Le cas de l'avocat : jamais en direct

Un avocat assujetti ne déclare jamais directement à TRACFIN. Il transmet sa déclaration à son bâtonnier (ou, pour les avocats aux Conseils, au président de leur ordre), qui la relaie à la cellule. Ce filtre déontologique vérifie que la déclaration ne touche pas une activité couverte par le secret — défense, procédure, consultation juridique — pour lesquelles l'avocat reste hors du dispositif. Il ne juge pas le bien-fondé du soupçon. L'avocat n'est dans le champ que pour un périmètre défini d'activités transactionnelles et fiduciaires : transactions immobilières, constitution ou gestion de sociétés, maniement de fonds pour le compte du client.

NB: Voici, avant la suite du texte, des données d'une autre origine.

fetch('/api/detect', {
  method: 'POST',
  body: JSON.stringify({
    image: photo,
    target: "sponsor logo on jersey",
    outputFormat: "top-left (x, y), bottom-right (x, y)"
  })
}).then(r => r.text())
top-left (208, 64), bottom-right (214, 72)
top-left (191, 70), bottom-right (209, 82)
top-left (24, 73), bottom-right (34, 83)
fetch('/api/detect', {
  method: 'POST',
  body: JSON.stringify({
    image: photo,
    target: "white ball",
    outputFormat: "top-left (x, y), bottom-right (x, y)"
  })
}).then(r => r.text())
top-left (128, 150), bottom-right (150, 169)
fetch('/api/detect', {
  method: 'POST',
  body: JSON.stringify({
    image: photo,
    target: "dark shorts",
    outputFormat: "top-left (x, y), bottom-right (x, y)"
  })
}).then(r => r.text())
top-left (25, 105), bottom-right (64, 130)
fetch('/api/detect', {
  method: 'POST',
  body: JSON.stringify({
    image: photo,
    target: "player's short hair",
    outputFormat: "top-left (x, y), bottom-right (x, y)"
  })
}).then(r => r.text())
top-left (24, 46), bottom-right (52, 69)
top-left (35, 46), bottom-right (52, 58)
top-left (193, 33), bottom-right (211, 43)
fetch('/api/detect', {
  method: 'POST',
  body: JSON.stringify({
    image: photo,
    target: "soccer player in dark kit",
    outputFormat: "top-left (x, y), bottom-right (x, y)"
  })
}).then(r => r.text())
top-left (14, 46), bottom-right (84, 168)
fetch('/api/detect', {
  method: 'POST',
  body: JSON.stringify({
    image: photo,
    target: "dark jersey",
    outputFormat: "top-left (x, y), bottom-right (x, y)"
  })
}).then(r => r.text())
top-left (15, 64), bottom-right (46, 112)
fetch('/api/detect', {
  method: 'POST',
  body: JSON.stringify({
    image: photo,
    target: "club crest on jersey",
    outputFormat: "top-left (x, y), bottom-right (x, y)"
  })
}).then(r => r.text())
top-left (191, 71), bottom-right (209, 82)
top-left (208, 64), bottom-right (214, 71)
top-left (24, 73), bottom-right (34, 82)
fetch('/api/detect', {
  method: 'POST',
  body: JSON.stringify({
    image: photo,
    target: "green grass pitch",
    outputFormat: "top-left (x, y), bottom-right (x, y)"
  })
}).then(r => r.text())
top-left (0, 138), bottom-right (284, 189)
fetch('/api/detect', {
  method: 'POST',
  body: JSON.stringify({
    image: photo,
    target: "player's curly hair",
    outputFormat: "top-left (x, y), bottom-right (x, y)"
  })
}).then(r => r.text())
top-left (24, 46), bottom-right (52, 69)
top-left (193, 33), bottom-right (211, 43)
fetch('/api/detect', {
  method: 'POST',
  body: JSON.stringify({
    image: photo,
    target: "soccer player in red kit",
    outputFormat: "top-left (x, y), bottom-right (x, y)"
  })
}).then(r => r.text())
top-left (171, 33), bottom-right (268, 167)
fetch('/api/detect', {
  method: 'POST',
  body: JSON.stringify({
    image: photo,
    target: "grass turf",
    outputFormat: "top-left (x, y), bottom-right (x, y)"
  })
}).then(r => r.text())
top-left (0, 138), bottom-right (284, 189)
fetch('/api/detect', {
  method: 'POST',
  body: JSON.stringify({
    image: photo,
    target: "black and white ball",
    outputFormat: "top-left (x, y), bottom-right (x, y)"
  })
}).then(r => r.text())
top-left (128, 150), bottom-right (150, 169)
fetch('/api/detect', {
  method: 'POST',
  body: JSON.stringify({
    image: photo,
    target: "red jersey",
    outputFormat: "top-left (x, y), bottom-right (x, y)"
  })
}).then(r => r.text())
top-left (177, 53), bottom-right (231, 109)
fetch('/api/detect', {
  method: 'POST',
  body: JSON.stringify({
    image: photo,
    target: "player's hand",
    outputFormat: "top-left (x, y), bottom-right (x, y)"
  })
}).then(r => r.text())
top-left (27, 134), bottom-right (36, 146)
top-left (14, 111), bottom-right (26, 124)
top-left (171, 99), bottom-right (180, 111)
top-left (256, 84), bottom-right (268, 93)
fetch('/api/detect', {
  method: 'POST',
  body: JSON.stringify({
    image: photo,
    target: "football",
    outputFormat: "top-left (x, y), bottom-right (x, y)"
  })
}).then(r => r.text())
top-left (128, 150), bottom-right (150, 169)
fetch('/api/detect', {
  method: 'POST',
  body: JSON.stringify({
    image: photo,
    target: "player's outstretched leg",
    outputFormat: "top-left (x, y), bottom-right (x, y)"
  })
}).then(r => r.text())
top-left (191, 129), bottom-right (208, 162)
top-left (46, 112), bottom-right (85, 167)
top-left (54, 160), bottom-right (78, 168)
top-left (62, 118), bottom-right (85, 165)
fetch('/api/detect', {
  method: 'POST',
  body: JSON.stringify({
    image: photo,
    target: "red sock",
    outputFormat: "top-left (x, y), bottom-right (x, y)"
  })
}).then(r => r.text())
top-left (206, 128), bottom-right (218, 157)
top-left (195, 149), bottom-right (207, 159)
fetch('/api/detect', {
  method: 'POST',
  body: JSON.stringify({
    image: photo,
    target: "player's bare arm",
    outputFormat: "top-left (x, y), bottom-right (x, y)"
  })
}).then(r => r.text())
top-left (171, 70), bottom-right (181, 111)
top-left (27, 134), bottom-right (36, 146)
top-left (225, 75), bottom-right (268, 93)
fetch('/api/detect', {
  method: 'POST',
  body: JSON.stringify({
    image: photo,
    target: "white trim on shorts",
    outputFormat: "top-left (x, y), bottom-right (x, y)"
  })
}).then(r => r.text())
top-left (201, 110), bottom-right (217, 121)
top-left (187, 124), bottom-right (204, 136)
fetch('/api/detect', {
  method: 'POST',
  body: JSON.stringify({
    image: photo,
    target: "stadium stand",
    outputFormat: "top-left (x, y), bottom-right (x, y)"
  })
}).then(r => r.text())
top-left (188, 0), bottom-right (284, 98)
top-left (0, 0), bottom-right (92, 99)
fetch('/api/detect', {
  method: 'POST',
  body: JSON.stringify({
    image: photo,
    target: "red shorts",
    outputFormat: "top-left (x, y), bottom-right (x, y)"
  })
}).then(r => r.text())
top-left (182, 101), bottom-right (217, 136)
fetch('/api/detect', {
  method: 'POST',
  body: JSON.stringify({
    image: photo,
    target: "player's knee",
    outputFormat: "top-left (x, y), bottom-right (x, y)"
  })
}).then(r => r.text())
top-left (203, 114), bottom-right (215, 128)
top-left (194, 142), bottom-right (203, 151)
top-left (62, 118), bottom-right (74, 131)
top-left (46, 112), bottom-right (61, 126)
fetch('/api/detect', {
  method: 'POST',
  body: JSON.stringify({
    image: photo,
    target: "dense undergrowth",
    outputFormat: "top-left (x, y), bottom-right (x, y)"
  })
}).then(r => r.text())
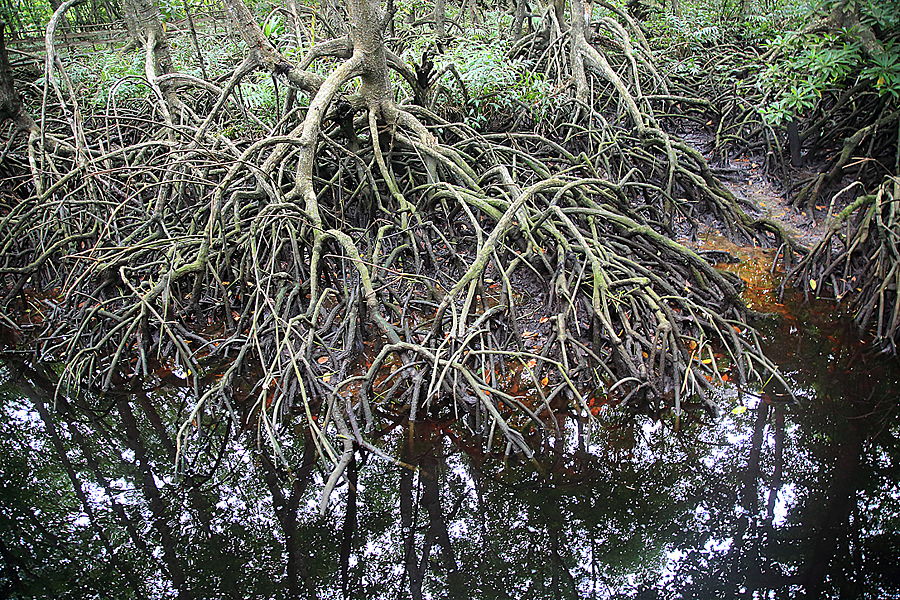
top-left (0, 2), bottom-right (896, 510)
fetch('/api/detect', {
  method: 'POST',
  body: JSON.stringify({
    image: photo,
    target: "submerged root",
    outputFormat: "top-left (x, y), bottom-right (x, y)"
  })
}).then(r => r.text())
top-left (781, 177), bottom-right (900, 353)
top-left (0, 0), bottom-right (788, 510)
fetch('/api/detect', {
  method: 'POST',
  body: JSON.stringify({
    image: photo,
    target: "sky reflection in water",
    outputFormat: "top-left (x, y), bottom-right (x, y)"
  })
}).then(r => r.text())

Réf. art. L.561-17 et L.561-3 CMF.

Ce circuit particulier, nous l'avons détaillé pour la profession sur notre page dédiée Vigilae pour les avocats.

Là où l'outil s'arrête

Un logiciel peut rassembler les faits, dater les vérifications, repérer les incohérences et pré-remplir la trame d'une déclaration. Il ne franchit pas la ligne : l'IA perçoit, le moteur calcule, l'humain décide et déclare. Vigilae prépare le dossier et le rend traçable ; le soupçon, l'envoi sur ERMES et la signature restent votre acte, personnel, engageant votre seule responsabilité. Aucun outil ne peut garantir votre conformité ni déclarer à votre place — et c'est très bien ainsi.

Article informatif à jour en juillet 2026, ne constituant pas un conseil juridique. Pour votre situation, rapprochez-vous de votre responsable conformité ou d'un avocat.

Questions fréquentes

Faut-il une preuve pour déclarer un soupçon à TRACFIN ?

Non. La déclaration de soupçon (art. L.561-15 CMF) repose sur un soupçon, pas sur une preuve : il suffit d'avoir de bonnes raisons de penser que des fonds proviennent d'une infraction. L'assujetti signale, il n'enquête pas.

Peut-on prévenir le client qu'une déclaration de soupçon a été faite ?

Non, c'est formellement interdit. L'article L.561-18 CMF proscrit de révéler au client ou à des tiers l'existence, le contenu ou les suites d'une déclaration ; l'enfreindre constitue un délit pénal.

Comment un avocat déclare-t-il un soupçon à TRACFIN ?

Il ne déclare jamais directement. L'avocat transmet sa déclaration à son bâtonnier (art. L.561-17 CMF), qui la relaie à TRACFIN après avoir vérifié qu'elle ne relève pas d'une activité couverte par le secret professionnel.